Denpasar, Aktual.com – Majelis Desa Adat Provinsi Bali mengeluarkan surat penegasan agar pawai ogoh-ogoh saat Pangrupukan yang berkaitan dengan rangkaian Hari Suci Nyepi tahun 2022 tidak dilaksanakan.

“Mengingat saat ini kondisi COVID-19 di Bali belum dalam kondisi melandai, melainkan justru meningkat kembali secara ekstrem,” kata Bandesa Agung MDA Provinsi Bali Ida Pangelingsir Agung Putra Sukahet seperti dalam surat tertulisnya di Denpasar, Senin (14/2).

Surat penegasan dengan nomor 104/MDA-Prov Bali/II/2022 tertanggal 11 Februari 2022 itu merupakan penegasan terhadap Surat Edaran MDA Provinsi Bali, Nomor:009/SE/MDAPBali/XII/2021, tertanggal 22 Desember 2021.

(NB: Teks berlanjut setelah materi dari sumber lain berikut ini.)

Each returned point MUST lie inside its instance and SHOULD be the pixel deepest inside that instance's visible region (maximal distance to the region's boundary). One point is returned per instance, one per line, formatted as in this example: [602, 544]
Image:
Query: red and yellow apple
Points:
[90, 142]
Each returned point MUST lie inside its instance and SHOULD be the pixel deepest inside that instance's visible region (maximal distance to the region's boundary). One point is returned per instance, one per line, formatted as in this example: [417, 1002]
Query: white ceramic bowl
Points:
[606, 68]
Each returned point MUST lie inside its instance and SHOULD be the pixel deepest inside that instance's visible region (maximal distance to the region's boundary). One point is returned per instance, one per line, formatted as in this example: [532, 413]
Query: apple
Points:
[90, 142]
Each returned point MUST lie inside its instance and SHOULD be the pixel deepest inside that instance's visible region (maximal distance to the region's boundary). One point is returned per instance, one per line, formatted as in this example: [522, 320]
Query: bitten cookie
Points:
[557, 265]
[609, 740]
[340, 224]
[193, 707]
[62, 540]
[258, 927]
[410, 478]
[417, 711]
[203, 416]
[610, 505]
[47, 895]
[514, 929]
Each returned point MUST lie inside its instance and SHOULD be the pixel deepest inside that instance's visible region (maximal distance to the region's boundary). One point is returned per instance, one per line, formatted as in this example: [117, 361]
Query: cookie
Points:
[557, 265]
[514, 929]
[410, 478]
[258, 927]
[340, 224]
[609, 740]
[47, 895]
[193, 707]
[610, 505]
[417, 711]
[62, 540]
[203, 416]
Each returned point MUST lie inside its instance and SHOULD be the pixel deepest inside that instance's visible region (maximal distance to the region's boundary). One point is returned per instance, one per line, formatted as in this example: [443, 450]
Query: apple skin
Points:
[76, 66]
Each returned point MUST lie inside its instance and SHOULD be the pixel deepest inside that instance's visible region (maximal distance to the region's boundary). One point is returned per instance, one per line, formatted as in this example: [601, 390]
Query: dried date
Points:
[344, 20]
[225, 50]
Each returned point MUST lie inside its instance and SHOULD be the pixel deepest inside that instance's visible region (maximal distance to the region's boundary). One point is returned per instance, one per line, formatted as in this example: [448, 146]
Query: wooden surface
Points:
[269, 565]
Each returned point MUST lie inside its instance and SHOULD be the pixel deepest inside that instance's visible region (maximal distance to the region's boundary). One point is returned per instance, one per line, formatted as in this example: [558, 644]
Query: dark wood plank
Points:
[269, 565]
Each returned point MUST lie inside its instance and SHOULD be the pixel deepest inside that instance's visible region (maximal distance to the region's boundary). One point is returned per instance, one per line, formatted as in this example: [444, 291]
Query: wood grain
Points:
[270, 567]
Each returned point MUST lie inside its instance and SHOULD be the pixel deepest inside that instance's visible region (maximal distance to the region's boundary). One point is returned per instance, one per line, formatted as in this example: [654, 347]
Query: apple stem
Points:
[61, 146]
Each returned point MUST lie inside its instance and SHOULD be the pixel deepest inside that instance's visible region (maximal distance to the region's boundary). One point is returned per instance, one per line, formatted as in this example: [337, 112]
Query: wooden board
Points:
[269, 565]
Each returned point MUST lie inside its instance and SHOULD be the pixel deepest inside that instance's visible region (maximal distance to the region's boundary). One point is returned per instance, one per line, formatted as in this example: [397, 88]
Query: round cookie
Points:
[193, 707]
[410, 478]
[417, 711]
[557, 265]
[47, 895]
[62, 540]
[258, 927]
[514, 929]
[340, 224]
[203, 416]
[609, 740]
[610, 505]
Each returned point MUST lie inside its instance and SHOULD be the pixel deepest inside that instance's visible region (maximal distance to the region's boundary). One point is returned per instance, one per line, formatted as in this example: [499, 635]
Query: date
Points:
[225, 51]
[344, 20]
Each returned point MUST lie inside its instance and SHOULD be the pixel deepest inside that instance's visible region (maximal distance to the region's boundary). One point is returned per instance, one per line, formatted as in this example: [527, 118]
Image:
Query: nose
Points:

Pada ketentuan pengaturan angka 1 pada SE MDA Bali pada 22 Desember 2021 itu tercantum bahwa pembuatan dan pawai ogoh-ogoh agar tetap mencermati kondisi dan situasi penularan “gering tumpur agung” COVID-19, dan memastikan sudah dalam kondisi yang melandai.

Selain itu, tidak ada kebijakan baru pemerintah pusat maupun pemerintah daerah terkait dengan pembatasan aktivitas.

Sukahet dalam suratnya juga menyampaikan, selain kondisi COVID-19 yang belum melandai, juga telah ada kebijakan baru dari pemerintah seperti status Bali dinaikkan dari PPKM Level 2 menjadi Level 3, dan kembali diberlakukan pembatasan kerumunan.

“Maka dengan sendirinya berarti pawai ogoh-ogoh saat Pangrupukan yang berkaitan dengan rangkaian Hari Suci Nyepi, Tahun Baru Isaka 1944 tidak dilaksanakan,” ucapnya.

Selain itu, rangkaian kegiatan Malasti, Tawur Kasanga serangkaian Nyepi yang jatuh pada 3 Maret 2022 itu dilaksanakan dengan memperhatikan sejumlah hal.

Pertama, bagi desa adat yang wilayahnya berdekatan dengan segara (laut), ritual melasti di pantai; kemudian malasti di danau yang wilayahnya berdekatan dengan danau, dan yang wilayahnya berdekatan dengan campuhan (muara), malasti di campuhan. Di samping itu, bagi desa adat yang memiliki Beji dan/atau Pura Beji, malasti di Beji.

“Bagi desa dat yang tidak melaksanakan Malasti karena wilayahnya berjauhan dengan sumber-sumber air tersebut, dapat Malasti dengan cara Ngubeng atau Ngayat dari Pura setempat,” ucap Sukahet.
​​​​​​
Selanjutnya membatasi jumlah peserta yang ikut dalam prosesi upacara Malasti paling banyak 50 orang,

Kemudian dilarang memakai/membunyikan petasan/mercon dan sejenisnya dan bagi krama (warga) desa adat yang sakit atau merasa kurang sehat, agar tidak mengikuti rangkaian upacara.